Hm. Ok. I have extracted the usable parts from your patch. Please note that when speaking of "code clean-up", I'm referring to http://drupal.org/coding-standards of Drupal core and proper usage of Drupal core's APIs.

-  $form['compact_forms_ids'] = array(
+  $form[COMPACT_FORMS_IDS] = array(
...
+define('COMPACT_FORMS_IDS',          'compact_forms_ids');
+define('COMPACT_FORMS_STARS',        'compact_forms_stars');
+define('COMPACT_FORMS_COLONS',       'compact_forms_colons');
+define('COMPACT_FORMS_FIELD_SIZE',   'compact_forms_field_size');
+define('COMPACT_FORMS_DESCRIPTIONS', 'compact_forms_descriptions');

These are needless defines, which are of no value elsewhere. Even if one of them would be of some value, then a define would still be not appropriate. Drupal core is steadily moving away from defines as well (where possible), replacing them with more meaningful string identifiers.
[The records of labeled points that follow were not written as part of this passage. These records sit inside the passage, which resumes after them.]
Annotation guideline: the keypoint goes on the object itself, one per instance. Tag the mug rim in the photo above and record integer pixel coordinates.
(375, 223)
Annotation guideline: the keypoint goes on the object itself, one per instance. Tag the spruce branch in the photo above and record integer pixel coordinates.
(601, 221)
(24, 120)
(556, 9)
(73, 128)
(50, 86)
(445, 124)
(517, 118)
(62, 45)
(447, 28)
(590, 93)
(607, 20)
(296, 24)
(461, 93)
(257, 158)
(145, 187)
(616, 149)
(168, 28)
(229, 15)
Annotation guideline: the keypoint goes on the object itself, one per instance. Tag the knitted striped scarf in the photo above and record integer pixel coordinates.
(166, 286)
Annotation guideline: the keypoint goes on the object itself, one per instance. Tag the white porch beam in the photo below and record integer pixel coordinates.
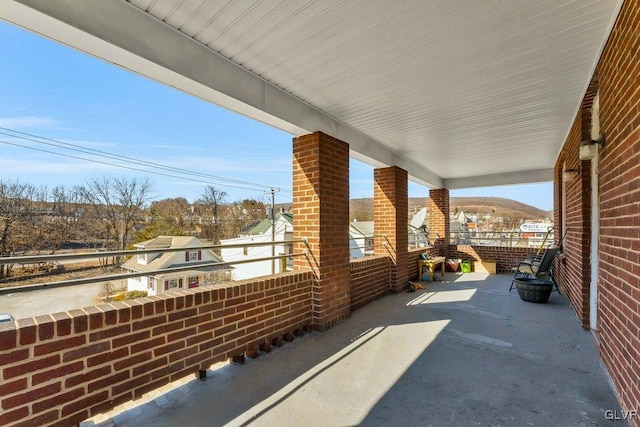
(524, 177)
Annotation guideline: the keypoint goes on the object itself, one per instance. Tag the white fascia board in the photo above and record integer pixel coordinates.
(510, 178)
(119, 33)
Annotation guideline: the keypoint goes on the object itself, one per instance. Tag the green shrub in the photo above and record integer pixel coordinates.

-    'title' => 'Compact Forms',
-    'description' => 'Configure Compact Forms settings.',
-    'page callback' => 'drupal_get_form',
-    'page arguments' => array('compact_forms_admin_form'),
+    'title'            => 'Compact Forms',
+    'description'      => 'Configure Compact Forms settings.',
+    'page callback'    => 'drupal_get_form',

This is a very debatable coding style. Some prefer it, most do not. The reasoning being that if one ever happens to add new array elements, then the entire array needs to be rewritten (bad).

 /**
- * Implementation of hook_form_alter().
- */
+  * Implementation of hook_form_alter().
+  */

That actually violates coding standards.

+    // '0' options exists, so test here was wrong

Sorry, but no - the condition was correct, because we only need to alter the form when certain configuration values are set. I've rewritten the condition now to clarify that.
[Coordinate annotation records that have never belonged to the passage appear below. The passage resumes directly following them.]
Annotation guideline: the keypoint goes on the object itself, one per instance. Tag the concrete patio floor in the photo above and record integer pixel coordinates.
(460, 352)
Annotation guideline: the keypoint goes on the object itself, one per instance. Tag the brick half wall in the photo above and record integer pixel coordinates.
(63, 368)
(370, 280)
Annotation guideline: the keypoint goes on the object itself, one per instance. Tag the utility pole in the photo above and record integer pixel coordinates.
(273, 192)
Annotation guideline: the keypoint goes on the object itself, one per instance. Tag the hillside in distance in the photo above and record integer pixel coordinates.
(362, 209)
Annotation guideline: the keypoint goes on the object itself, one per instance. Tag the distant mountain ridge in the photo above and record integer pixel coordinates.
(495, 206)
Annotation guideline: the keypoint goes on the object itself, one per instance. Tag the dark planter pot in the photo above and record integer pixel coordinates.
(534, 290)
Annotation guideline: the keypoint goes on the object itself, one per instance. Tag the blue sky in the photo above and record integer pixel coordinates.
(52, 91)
Committed attached patch to 6.x (and also to 5.x).

Thanks!

sun’s picture

Status: Fixed » Needs review
StatusFileSize
new2.19 KB

One last minor glitch - the configuration settings use wrong form elements for some options where simple checkboxes would be more appropriate.

pounard’s picture

Status: Needs review » Fixed

I think using constants is a way more consistent because you won't have to lookup why your code isn't working when you mis-typed something, it's old habit. In fact, I use constants every time the same fixed value has to appear more than twice (here, 3 time per value, and they are constants, even if you don't write as constants, they are fixed).
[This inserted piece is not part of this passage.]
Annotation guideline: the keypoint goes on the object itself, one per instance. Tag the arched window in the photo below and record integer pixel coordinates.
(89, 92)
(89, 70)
Remove it, keep this code as you prefer.

For the menu, it's still an old habit, sorry :)

The 0 value is inconsistent because of PHP, not because of signification of the option. If you try the !empty($my_value) on a user set value which points to zero, this won't work. PHP and mixed vars comparison is really annoying with this, be carefull when you use 0 value as an option constant. In PHP 0 means "void", and === usage and some other stuff may be really a mess if you give a real signification to 0 (somewhere else than using "real" int values).

I think even for a "void" option, 0 is dangerous, because you won't know if user set it, if your default value has not been set, or even if you are manipulating the right var.

But, thanks for applying! If you need help on some bugfixes/feature, please ask, I will happily apply your coding standards, this module is great :)

sun’s picture

Status: Fixed » Needs review

Reverting status.

Note that these are not "my" coding standards, but the standards worked out and defined by the Drupal community for Drupal core.

pounard’s picture

Quote from Drupal's coding standards:

As displayed above, there should be one space on either side of an equals sign used to assign the return value of a function to a variable. In the case of a block of related assignments, more space may be inserted to promote readability:

$short         = foo($bar);
$long_variable = foo($baz);

Their exemple for array don't do such indent, but they don't say its bad neither.

They don't really talk about constants usage more than they have to be uppercased neither.

sun’s picture

Status: Needs review » Fixed

There was actually more to improve... committed changes to all branches. Will publish new releases now.

Status: Fixed » Closed (fixed)

Automatically closed -- issue fixed for 2 weeks with no activity.